How the Unruh effect affects transition between classical and quantum decoherences

TL;DR

This paper explores how the Unruh effect influences the transition from quantum to classical decoherence in quantum systems, revealing temperature-dependent effects on correlation dynamics and transition times.

Contribution

It provides a detailed analysis of the Unruh effect's impact on decoherence transitions for various initial states and noise channels, highlighting temperature-dependent behaviors.

Findings

Quantum decoherence occurs before the transition time in the Unruh frame.

Classical correlations are affected by Unruh temperature and differ for various noise channels.

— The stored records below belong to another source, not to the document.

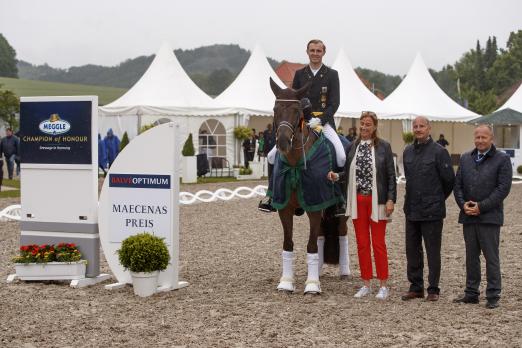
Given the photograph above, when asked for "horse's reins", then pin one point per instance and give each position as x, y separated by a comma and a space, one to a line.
292, 128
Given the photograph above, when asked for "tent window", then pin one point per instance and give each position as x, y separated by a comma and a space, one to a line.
162, 121
507, 137
212, 139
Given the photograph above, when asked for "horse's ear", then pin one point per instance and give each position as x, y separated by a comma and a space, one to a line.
275, 87
301, 92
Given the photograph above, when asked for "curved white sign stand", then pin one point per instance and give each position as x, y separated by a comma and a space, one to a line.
136, 198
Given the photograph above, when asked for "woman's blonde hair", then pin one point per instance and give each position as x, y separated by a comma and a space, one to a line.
375, 121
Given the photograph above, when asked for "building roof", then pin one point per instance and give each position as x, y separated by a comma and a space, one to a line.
286, 71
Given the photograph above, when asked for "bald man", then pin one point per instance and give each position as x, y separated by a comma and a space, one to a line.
429, 181
483, 182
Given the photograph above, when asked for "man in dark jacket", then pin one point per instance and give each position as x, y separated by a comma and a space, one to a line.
483, 182
429, 181
10, 147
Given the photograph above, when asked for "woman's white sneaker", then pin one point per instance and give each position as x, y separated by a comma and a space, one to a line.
383, 293
364, 291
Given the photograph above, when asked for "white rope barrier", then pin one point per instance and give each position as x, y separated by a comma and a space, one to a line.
221, 194
13, 212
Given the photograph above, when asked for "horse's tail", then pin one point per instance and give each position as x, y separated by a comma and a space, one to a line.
330, 227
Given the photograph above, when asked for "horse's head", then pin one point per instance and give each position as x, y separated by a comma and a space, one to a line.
287, 114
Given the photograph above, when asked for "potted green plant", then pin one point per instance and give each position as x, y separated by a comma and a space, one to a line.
144, 255
241, 133
49, 262
189, 165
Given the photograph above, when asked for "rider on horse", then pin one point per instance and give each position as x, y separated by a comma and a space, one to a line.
318, 108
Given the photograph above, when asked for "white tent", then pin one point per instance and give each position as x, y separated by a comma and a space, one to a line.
419, 95
166, 93
250, 92
355, 97
515, 101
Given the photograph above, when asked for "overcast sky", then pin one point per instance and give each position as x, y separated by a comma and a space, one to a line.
378, 34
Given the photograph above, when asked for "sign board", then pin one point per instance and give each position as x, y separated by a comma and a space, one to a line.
140, 203
141, 194
59, 174
56, 132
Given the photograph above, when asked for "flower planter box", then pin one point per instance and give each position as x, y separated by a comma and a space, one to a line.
247, 177
51, 270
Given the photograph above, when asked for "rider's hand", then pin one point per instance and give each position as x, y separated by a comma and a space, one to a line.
315, 123
332, 176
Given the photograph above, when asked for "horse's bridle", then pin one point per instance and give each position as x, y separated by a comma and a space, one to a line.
293, 127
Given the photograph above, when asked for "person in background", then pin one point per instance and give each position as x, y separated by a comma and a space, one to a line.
10, 147
442, 142
260, 147
483, 182
112, 144
371, 189
102, 155
429, 182
249, 146
352, 134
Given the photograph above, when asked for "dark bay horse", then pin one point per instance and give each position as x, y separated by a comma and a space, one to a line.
294, 139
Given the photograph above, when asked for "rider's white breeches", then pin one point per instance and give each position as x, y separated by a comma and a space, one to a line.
331, 135
271, 155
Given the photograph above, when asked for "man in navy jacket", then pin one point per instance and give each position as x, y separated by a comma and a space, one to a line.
483, 182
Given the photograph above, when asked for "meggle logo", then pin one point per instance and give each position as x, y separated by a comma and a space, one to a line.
55, 125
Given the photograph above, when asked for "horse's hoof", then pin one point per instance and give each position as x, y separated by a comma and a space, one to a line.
286, 285
312, 287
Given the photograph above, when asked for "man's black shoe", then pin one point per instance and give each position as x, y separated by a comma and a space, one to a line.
265, 205
492, 304
466, 299
298, 211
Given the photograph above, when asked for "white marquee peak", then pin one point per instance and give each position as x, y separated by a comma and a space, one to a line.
355, 96
165, 84
250, 91
419, 95
515, 101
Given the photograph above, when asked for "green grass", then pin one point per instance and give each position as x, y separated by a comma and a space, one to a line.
31, 88
10, 193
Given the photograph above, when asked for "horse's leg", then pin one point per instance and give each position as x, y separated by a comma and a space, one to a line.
286, 216
313, 286
344, 256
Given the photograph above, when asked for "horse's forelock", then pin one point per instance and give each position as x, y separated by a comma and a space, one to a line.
287, 93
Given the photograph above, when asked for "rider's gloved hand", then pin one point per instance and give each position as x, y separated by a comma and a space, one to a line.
315, 124
306, 106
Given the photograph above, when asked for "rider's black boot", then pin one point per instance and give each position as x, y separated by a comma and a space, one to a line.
265, 205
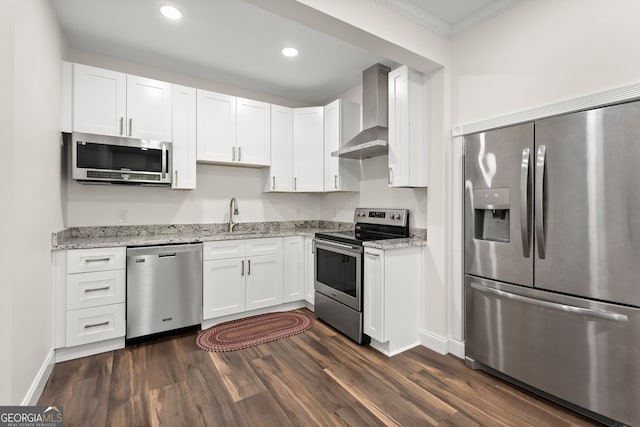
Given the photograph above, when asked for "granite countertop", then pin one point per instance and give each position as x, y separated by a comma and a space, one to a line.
149, 235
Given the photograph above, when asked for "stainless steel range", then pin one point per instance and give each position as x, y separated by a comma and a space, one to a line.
339, 267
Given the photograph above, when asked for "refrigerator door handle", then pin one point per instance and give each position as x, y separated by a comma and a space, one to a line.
539, 201
524, 202
604, 315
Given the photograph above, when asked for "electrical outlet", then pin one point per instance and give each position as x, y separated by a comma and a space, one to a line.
122, 216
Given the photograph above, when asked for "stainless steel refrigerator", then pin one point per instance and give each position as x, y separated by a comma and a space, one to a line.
552, 257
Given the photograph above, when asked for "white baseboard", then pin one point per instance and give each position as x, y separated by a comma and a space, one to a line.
434, 342
388, 350
456, 348
37, 386
64, 354
442, 345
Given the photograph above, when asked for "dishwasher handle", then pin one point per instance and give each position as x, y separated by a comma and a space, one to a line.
164, 251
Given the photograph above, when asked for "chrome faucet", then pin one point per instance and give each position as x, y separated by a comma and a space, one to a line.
233, 210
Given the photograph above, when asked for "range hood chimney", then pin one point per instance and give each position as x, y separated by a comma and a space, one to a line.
372, 140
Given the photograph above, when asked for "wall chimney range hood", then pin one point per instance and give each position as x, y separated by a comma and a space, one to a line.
372, 140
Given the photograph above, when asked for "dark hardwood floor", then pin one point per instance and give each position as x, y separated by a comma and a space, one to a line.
318, 378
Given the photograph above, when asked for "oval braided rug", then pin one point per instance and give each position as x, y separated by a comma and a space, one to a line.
254, 330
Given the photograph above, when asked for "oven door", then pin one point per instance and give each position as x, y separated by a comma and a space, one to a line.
338, 272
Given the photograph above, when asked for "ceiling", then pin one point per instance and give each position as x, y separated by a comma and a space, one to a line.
238, 44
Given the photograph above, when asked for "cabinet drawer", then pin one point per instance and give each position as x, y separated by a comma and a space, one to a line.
89, 325
95, 289
85, 260
223, 249
270, 246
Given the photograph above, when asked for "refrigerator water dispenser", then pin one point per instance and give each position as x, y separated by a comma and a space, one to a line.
491, 214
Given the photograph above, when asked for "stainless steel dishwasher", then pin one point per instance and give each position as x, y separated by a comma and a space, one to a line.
164, 288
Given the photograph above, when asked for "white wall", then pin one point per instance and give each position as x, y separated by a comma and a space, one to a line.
34, 196
6, 177
410, 44
535, 54
100, 205
541, 52
209, 203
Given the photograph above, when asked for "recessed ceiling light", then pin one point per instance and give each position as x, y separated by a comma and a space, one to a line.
290, 51
171, 12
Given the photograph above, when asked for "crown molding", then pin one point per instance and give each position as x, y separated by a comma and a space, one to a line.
486, 13
419, 16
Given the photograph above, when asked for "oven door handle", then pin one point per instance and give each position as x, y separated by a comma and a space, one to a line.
336, 245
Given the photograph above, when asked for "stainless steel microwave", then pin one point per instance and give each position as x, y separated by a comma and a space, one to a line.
117, 160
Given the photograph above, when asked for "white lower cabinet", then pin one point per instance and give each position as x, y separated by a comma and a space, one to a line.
264, 281
294, 268
392, 279
241, 275
90, 298
223, 289
89, 325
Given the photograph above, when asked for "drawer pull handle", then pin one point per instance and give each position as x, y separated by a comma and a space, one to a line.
95, 325
97, 259
104, 288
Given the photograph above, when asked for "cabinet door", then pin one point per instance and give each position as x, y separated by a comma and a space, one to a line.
399, 127
332, 133
308, 149
253, 132
264, 281
148, 109
184, 137
223, 287
374, 297
309, 270
407, 129
280, 176
216, 127
294, 263
99, 101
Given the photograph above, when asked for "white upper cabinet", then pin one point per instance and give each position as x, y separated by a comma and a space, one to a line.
99, 101
184, 138
308, 149
341, 123
216, 126
407, 129
280, 174
106, 102
253, 132
148, 108
233, 130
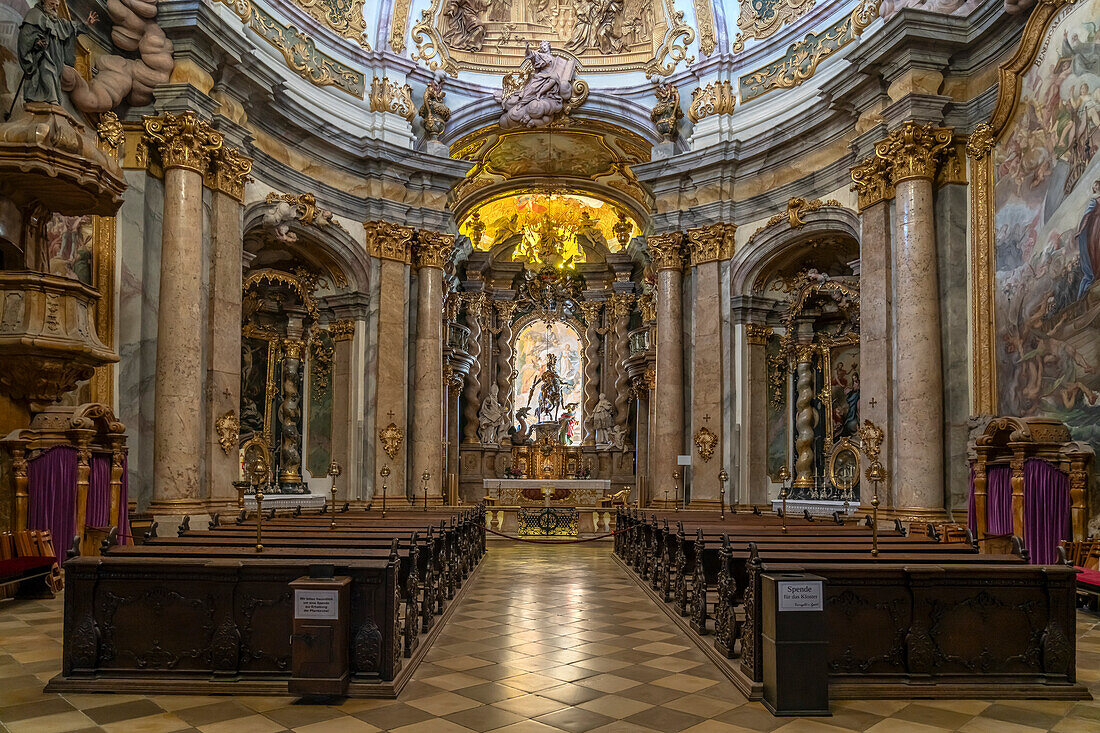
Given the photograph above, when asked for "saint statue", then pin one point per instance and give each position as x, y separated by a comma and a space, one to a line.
547, 93
46, 45
603, 419
490, 417
549, 384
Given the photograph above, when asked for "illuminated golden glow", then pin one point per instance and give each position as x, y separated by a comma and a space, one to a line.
546, 228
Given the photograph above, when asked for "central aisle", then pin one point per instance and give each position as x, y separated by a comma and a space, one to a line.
562, 636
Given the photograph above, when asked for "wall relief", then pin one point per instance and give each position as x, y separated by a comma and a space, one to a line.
606, 35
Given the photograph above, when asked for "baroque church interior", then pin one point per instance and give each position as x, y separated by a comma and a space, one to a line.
431, 365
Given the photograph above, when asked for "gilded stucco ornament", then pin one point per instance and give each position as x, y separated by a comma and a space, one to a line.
432, 249
667, 250
229, 431
914, 151
184, 140
392, 97
760, 20
667, 113
715, 98
392, 437
705, 442
712, 242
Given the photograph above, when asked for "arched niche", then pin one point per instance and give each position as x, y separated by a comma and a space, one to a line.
536, 339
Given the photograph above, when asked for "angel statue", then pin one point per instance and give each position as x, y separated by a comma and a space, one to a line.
550, 386
46, 46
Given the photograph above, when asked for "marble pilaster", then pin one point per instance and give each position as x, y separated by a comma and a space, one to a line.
184, 143
227, 175
343, 424
708, 245
431, 252
668, 438
392, 244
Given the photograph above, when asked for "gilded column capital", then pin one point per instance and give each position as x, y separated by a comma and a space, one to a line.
432, 248
756, 334
228, 172
590, 310
914, 151
342, 330
618, 306
388, 241
711, 243
667, 250
871, 182
184, 140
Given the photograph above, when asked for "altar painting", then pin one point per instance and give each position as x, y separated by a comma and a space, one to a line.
534, 345
1047, 232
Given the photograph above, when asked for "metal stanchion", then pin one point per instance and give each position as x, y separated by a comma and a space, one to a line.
784, 476
384, 473
334, 470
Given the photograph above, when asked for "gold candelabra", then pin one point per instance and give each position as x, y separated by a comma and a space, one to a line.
257, 473
334, 470
384, 473
723, 477
784, 476
870, 439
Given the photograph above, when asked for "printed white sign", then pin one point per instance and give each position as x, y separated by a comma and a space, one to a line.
316, 604
800, 595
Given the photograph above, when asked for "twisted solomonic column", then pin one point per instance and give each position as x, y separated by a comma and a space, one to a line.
505, 309
804, 419
477, 309
590, 310
618, 316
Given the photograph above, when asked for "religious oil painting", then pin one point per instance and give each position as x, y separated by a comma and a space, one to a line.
69, 243
1047, 232
535, 346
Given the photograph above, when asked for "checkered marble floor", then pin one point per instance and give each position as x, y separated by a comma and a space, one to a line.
547, 638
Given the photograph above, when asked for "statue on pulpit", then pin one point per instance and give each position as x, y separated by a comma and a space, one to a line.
551, 387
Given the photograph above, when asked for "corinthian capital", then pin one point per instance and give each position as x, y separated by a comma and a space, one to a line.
871, 182
711, 243
914, 151
388, 241
432, 249
229, 172
184, 140
667, 250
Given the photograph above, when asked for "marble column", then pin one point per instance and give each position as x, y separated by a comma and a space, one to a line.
343, 423
708, 247
226, 177
431, 252
668, 439
392, 244
184, 143
913, 152
756, 390
876, 321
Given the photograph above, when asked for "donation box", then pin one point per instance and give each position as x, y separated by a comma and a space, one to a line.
319, 643
794, 644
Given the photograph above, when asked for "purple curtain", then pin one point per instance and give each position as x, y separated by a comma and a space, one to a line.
52, 495
1046, 510
998, 501
99, 491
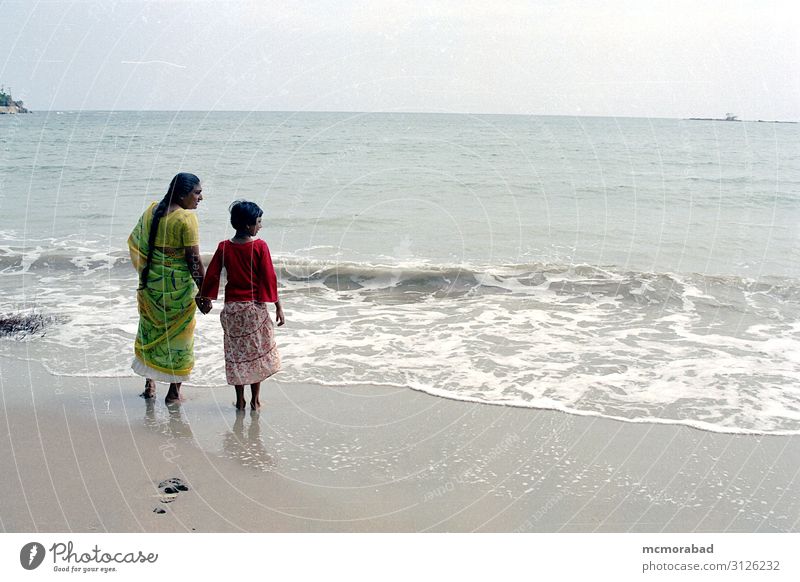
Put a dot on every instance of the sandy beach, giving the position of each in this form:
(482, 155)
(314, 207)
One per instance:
(87, 455)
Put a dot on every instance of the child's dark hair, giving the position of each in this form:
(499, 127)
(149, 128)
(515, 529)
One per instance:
(244, 213)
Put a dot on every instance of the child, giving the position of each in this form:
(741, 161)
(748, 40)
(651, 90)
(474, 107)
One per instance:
(250, 352)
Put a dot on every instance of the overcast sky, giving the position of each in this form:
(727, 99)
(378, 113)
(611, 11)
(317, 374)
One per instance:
(610, 57)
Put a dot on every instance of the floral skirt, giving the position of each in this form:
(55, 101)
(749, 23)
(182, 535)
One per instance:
(249, 338)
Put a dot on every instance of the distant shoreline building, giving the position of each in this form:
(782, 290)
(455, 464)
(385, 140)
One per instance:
(8, 105)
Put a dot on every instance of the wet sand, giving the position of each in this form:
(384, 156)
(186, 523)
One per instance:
(88, 455)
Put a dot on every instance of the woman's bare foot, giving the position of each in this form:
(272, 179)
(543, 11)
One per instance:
(174, 394)
(149, 389)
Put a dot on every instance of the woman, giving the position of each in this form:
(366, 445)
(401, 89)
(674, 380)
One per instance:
(165, 250)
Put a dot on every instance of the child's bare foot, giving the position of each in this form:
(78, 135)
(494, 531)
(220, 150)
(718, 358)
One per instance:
(149, 389)
(255, 391)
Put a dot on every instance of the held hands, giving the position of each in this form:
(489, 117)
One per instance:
(203, 304)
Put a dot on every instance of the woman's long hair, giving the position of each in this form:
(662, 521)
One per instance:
(181, 185)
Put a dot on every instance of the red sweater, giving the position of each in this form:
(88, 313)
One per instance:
(248, 266)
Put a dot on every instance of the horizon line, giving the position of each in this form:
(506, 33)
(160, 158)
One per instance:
(353, 112)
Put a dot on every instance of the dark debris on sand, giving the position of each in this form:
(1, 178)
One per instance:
(20, 325)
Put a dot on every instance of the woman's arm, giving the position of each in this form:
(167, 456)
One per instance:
(195, 263)
(197, 271)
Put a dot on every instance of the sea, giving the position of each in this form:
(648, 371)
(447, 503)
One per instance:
(645, 270)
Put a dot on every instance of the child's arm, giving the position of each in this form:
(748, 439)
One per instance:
(279, 313)
(270, 280)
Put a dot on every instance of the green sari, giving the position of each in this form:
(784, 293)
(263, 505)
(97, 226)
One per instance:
(164, 345)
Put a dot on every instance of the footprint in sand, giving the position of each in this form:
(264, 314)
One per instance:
(168, 491)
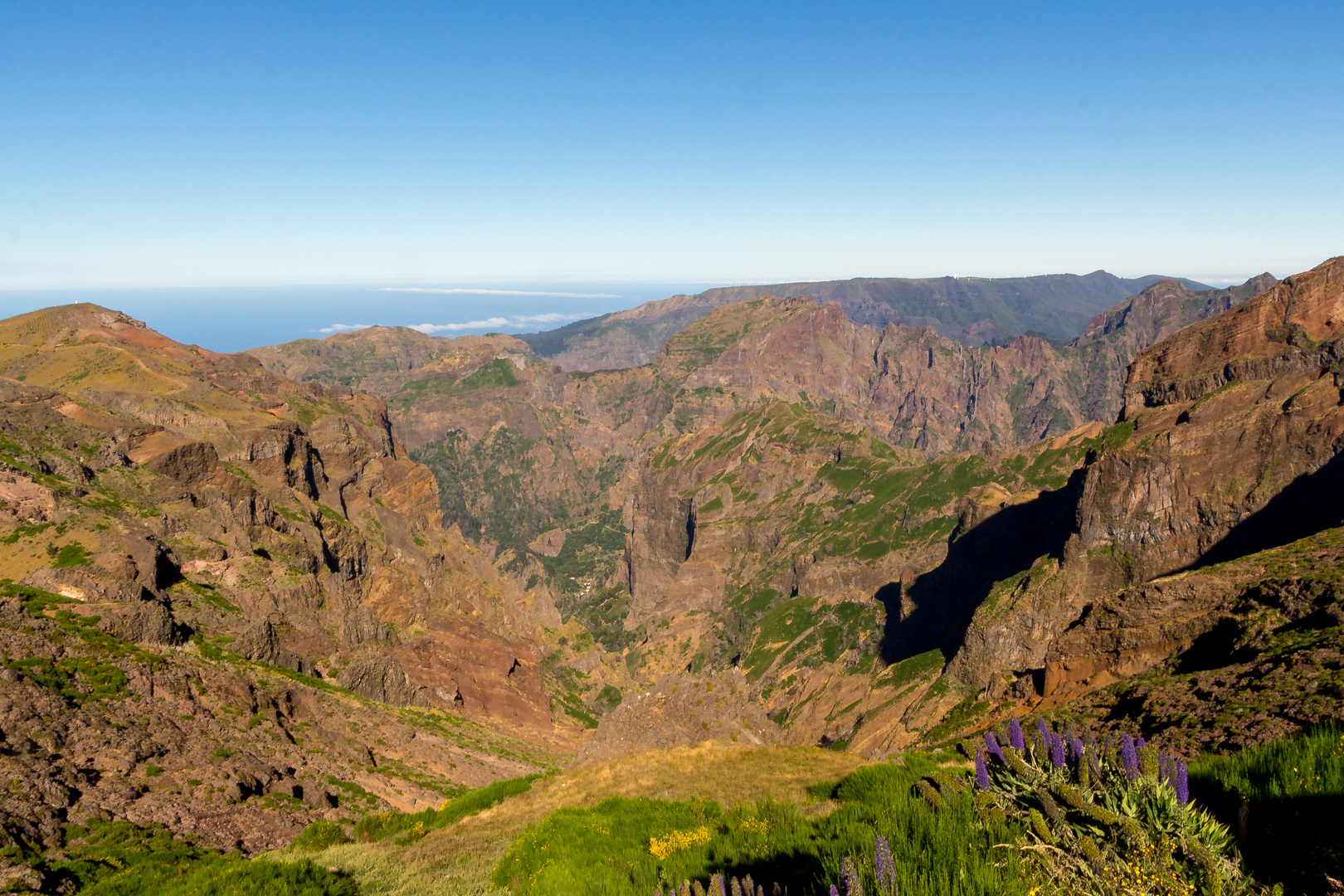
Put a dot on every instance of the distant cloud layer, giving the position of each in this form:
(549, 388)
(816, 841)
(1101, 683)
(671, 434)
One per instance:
(514, 321)
(492, 292)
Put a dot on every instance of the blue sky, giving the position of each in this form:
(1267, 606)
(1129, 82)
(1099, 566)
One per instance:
(504, 144)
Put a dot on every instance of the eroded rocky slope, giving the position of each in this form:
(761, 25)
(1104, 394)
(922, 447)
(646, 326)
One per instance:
(197, 555)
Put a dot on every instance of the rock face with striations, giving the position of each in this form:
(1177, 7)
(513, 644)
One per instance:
(1234, 434)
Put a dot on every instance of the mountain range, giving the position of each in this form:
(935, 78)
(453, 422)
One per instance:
(973, 310)
(336, 575)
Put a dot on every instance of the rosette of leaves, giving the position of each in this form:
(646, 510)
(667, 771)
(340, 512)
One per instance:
(1103, 817)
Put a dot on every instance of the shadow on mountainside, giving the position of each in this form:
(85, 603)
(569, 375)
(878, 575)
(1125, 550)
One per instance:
(1311, 503)
(945, 598)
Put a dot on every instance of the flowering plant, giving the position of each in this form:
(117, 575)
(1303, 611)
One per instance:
(1103, 817)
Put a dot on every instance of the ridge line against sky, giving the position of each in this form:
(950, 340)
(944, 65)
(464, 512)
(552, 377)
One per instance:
(723, 143)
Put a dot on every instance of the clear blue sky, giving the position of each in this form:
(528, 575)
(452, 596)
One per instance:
(199, 144)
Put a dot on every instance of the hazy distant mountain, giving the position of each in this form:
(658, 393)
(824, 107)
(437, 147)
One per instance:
(969, 309)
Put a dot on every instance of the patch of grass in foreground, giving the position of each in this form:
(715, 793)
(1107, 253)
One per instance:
(119, 859)
(635, 845)
(1283, 801)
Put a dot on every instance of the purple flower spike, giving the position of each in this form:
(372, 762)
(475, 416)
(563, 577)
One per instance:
(850, 878)
(981, 772)
(1129, 757)
(992, 746)
(884, 867)
(1057, 751)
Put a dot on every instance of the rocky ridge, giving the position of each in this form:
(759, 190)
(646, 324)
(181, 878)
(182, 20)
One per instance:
(195, 551)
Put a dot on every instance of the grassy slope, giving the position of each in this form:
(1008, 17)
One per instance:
(461, 859)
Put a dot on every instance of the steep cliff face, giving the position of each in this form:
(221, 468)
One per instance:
(1231, 436)
(968, 309)
(194, 551)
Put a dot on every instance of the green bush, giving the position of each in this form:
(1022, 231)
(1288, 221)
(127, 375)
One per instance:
(1283, 801)
(1107, 817)
(411, 826)
(319, 835)
(119, 859)
(225, 876)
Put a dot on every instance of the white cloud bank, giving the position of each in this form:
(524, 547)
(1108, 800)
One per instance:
(514, 321)
(492, 292)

Transition times vary with Unruh temperature, increasing for phase flips and decreasing for bit flips.

Abstract

We investigate how the Unruh effect affects the transition between classical and quantum decoherences for a general class of initial states and find that: $(i)$ The quantum decoherence exists while $\lambda t\leq\lambda \widetilde{t}$ (the transition time) and the classical one can also affect the system's evolution while $\lambda t\geq\lambda\widetilde{t}$ for both the bit and phase-bit flips, which are different from the cases in inertial frame; $(ii)$ The classical correlations will be different constants corresponding to different Unruh temperature and the quantum decoherence still dominates the evolution of system as $\lambda t\geq\lambda\widetilde{t}$ for the phase flip; And $(iii)$ as the Unruh temperature increases, the $\lambda\widetilde{t}$, compared with that in inertial frame, will be bigger for phase flip but smaller for bit flip. However, the $\lambda\widetilde{t}$ does not change no matter what the Unruh effect is for phase-bit flip.